Tuzluluk, Yoğunluk ve Sıcaklık
Okyanusun su molekülleri ısındığında genişlerler. Tuz ve diğer moleküllerin (örneğin kalsiyum) sığabileceği bu genişleme ile fazladan boşluk yaratılır. Daha sıcak su, soğuk sudan daha fazla tuz ve diğer molekülleri tutabildiğinden; daha yüksek bir tuzluluğa sahip olabilir. Bunu okyanus akıntılarıyla ilişkilendirmek için, okyanus suyunun tuzluluğu ne kadar yüksekse, o kadar yoğun olur. Tuzluluk yeterince yüksek olduğunda, su dibe çökerek bir konveksiyon akımı başlatır. Bu, eğer ılık su yeterince yüksek bir tuzluluğa sahipse, soğuk suyun ılık suyun üzerine oturabileceği ve bir akımın doğal akışı, okyanusun ilgili yoğunluğuna, tuzluluğuna ve sıcaklığına bağlı olarak aslında tersine çevrilebilir.

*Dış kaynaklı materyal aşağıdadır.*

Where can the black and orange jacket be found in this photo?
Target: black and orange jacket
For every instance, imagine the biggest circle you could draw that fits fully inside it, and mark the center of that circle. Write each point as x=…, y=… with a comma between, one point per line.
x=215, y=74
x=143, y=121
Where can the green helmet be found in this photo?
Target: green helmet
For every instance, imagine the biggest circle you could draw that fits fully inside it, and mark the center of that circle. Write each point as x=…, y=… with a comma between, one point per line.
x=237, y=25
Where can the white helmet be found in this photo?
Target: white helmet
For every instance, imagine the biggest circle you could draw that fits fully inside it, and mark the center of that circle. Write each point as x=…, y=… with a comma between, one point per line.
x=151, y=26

Su.
Tuz ve Diğer Minerallerin Kaynakları
Okyanus suyunda bulunan ve okyanus akıntılarını etkileyen tuz ve diğer mineraller çeşitli yerlerden gelir. Bir kısmı karadan aşınır ve nehirler ve akarsular yoluyla okyanusa taşınır. Aynı zamanda okyanus tabanının yüzeyinden gelir. Hala daha fazlası insanlar tarafından okyanusa konulabilir.
Eğlenceli gerçekler
-Dünyadaki en tuzlu okyanus (deniz değil) Atlantik Okyanusu'dur. Şaşırtıcı olmayan bir şekilde, bu okyanus, tüm okyanusların en tabakalı (en fazla katmana sahip) olanıdır.

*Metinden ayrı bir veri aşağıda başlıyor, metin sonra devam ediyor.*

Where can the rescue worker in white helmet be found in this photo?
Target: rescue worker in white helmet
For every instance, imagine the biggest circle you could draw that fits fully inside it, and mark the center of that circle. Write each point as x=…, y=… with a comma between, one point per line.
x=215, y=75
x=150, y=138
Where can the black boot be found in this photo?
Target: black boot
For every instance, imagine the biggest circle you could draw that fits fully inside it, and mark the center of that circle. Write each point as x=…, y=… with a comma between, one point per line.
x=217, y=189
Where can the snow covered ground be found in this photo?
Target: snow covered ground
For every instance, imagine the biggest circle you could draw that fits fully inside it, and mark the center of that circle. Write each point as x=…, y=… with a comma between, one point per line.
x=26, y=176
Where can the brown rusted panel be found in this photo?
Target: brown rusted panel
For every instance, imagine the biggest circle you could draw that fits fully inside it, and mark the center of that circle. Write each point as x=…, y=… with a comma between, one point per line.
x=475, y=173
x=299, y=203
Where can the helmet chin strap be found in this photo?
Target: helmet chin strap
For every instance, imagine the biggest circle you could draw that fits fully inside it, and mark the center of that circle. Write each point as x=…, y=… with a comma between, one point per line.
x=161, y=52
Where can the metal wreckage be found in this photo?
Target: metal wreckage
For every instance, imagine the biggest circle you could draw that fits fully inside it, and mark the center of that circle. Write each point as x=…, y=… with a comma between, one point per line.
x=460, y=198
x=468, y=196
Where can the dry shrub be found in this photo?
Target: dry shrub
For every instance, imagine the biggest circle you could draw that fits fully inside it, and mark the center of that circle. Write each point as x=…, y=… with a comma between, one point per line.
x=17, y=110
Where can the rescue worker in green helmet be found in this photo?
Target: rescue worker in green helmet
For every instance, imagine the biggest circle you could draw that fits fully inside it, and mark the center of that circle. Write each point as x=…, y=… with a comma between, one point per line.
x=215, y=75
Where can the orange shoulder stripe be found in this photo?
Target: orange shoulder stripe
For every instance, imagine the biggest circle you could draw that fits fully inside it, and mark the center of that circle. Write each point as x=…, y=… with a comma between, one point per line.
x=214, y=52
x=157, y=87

-Kutup bölgelerinde buz oluştuğunda, kalan su daha yüksek tuzluluğa sahiptir, bu nedenle batar ve bir akım başlatır.
-Sıcaklık, tuzluluk ve yoğunluk arasındaki bağlantı nedeniyle, bazı akımlar mevsimsel olarak aslında yön değiştirir. Bunun gerçekleştiği yerin bir örneği Hint Okyanusu'dur.

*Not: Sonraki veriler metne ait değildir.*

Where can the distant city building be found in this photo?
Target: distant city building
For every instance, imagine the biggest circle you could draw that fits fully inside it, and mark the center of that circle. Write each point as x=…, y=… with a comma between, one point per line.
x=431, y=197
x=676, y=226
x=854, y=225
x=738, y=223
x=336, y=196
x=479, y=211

- Tuzluluk, buzun erimesi için yeterince sıcak olan ve yağış ve yüzey akışının yüksek olduğu kutup bölgelerinde azalır. Örnek olarak, Baltık Denizi, Karadeniz ve Puget Sound sularının tümü 27/1000 veya daha az tuzluluğa sahiptir. Bu, 35/1000 olan okyanusun ortalama tuzluluğundan çok daha azdır.
-Akımlar ısı ve nemi taşıdıkları için yeryüzündeki havayı etkiler. Tuzluluk akıntıların hareketine bağlı olduğundan, okyanusun tuzluluğu karada bile hava ile doğrudan ilişkilidir.